Keeping inflation below 4% will be a challenge: NEU


While Vietnamese economists forecast higher economic growth and inflation for Viet Nam this year, IMF forecast the two at lower rates at a conference in Ha Noi on Monday.  

Customers shop at a supermarket in HCM City. — Photo vnexpress.net

While Vietnamese economists forecast higher economic growth and inflation for Viet Nam this year, IMF forecast the two at lower rates at a conference in Ha Noi on Monday.

Attending the national conference on the assessment of Viet Nam's economy in 2021 and prospects for 2022, held by the National Economics University (NEU) and the Central Economic Commission, an expert from NEU said: “Keeping inflation below 4 per cent in 2022 is a difficult task.”

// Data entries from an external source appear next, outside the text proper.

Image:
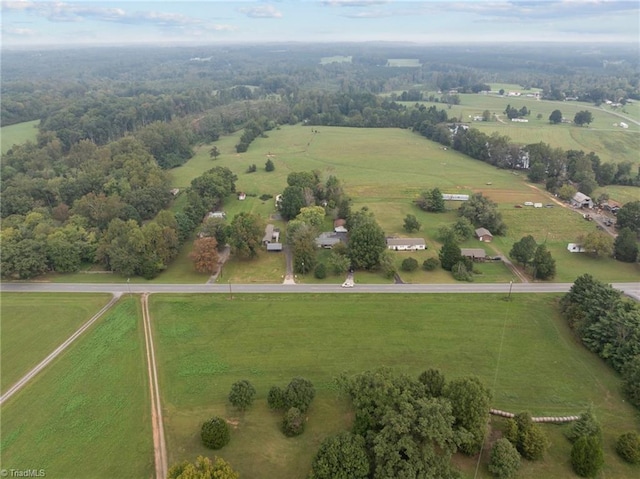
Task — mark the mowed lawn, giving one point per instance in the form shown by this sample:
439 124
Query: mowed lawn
521 349
34 324
18 134
87 414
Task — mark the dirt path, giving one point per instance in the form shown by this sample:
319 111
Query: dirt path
56 352
159 444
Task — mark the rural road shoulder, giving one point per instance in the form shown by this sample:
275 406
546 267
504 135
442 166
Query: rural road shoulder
630 289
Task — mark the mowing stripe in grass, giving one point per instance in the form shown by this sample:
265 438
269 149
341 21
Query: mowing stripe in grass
56 352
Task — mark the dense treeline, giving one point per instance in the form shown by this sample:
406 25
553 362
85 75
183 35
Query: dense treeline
608 325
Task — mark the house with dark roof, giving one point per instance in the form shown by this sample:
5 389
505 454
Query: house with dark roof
406 244
476 254
484 235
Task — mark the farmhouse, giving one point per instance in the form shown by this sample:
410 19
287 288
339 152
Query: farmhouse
329 239
406 244
274 247
575 248
271 235
580 200
476 254
484 235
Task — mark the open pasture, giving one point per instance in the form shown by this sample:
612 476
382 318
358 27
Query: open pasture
611 143
205 343
87 414
18 134
33 325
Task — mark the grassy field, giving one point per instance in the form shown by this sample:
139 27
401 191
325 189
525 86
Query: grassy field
18 134
87 414
385 169
204 344
33 325
611 143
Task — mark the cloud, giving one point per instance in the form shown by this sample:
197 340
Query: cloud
75 12
353 3
262 11
18 32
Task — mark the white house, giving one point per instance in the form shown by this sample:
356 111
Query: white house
575 248
406 244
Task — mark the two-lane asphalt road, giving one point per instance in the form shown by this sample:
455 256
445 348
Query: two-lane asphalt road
630 289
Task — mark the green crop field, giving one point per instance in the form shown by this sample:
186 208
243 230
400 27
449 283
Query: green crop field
610 142
87 414
18 134
385 170
521 349
33 325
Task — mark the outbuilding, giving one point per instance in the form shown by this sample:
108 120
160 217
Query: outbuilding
406 244
484 235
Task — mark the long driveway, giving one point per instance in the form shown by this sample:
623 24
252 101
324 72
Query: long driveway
630 289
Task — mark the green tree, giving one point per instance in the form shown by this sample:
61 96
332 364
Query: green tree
629 216
203 468
411 224
409 264
523 251
245 235
269 166
505 459
483 212
544 266
628 447
583 117
587 456
366 241
470 401
242 394
449 254
293 422
215 433
631 380
430 264
434 382
343 456
625 246
205 255
598 243
555 117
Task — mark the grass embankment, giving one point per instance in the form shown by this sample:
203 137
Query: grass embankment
205 343
18 134
87 414
33 325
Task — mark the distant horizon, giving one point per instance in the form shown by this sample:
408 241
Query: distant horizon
77 23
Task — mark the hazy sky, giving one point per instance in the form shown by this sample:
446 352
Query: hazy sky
32 22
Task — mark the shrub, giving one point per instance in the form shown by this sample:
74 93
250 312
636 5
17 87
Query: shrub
409 264
321 271
587 457
215 433
242 394
293 422
505 460
628 447
430 264
275 398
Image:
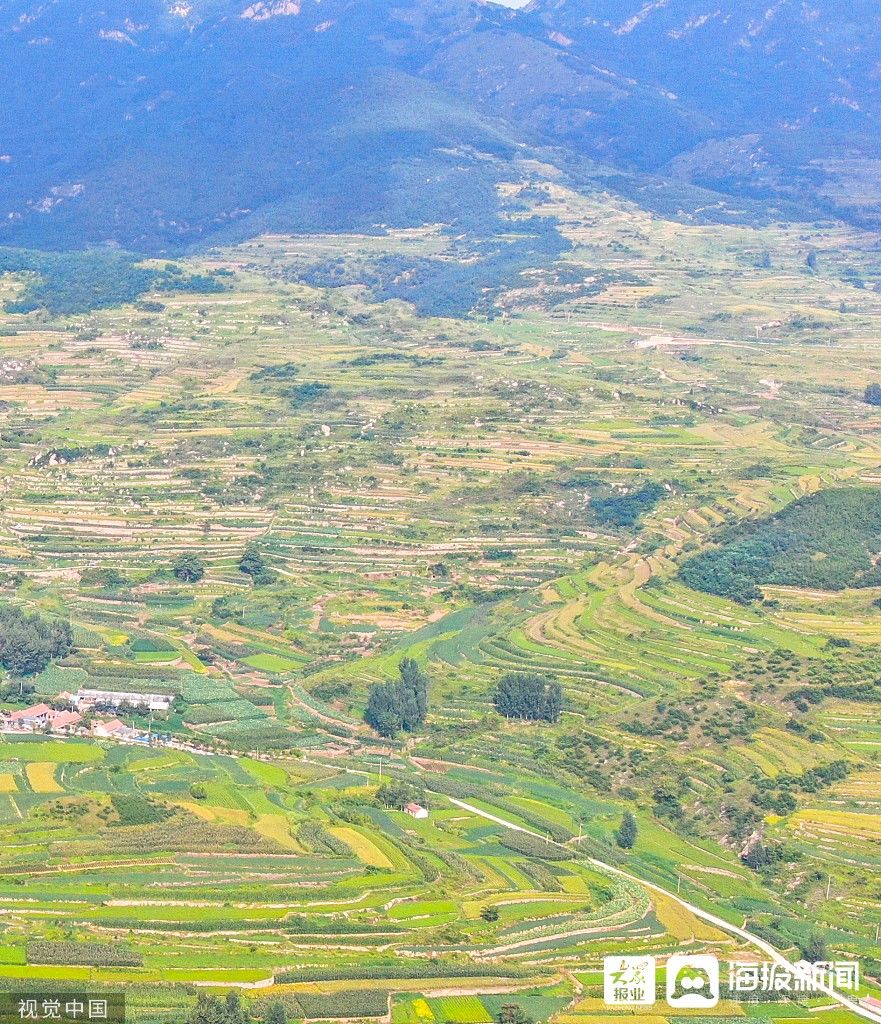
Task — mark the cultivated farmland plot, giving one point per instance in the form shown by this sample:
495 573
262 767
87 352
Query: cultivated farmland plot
362 484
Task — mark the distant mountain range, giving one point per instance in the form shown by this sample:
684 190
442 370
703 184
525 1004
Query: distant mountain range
164 125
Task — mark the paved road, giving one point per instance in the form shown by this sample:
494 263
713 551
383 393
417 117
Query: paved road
711 919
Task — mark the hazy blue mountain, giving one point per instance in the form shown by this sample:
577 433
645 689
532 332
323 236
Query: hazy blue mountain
165 124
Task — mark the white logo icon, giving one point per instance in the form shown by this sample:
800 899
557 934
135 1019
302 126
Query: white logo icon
628 981
693 982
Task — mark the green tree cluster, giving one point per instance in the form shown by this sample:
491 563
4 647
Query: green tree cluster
626 835
29 642
401 706
189 568
529 695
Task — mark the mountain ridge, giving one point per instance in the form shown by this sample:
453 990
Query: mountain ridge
160 127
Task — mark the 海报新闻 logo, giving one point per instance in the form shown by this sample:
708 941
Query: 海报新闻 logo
693 982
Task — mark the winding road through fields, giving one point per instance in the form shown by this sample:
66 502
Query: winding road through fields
711 919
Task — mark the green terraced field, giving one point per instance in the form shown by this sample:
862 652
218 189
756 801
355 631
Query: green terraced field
443 499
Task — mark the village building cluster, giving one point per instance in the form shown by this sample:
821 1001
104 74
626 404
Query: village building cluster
97 705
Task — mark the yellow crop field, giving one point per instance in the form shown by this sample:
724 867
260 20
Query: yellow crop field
362 847
41 775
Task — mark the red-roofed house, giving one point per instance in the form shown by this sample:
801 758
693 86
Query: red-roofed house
65 721
31 718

To Trung Thanh, head of the Department of Scientific Management of NEU, said economic growth in 2021 declined sharply to 2.58 per cent, the lowest in the last two decades, from 2.91 per cent in 2020, as the first year during the pandemic.

Thanh, who is also co-editor of the report named Vietnam Economic Review launched on the same day, said the severe recession in the third quarter of 2021 was due to the spread of the Delta variant while the vaccination rate was still low.

This year, he predicted the Vietnamese economic outlook may face some major challenges, including the new strain of Delta, escalating geopolitical instability and a sharp increase in oil prices, which threaten global recovery, affecting trade and investment in Viet Nam.

Rampant growth in the real estate and stock markets was another challenge for the economy when the credit capital flows have not yet entered the production sector but poured into the asset market, causing financial risks for the banking system with declining credit quality and increasing bad debts; increasing inflationary pressure.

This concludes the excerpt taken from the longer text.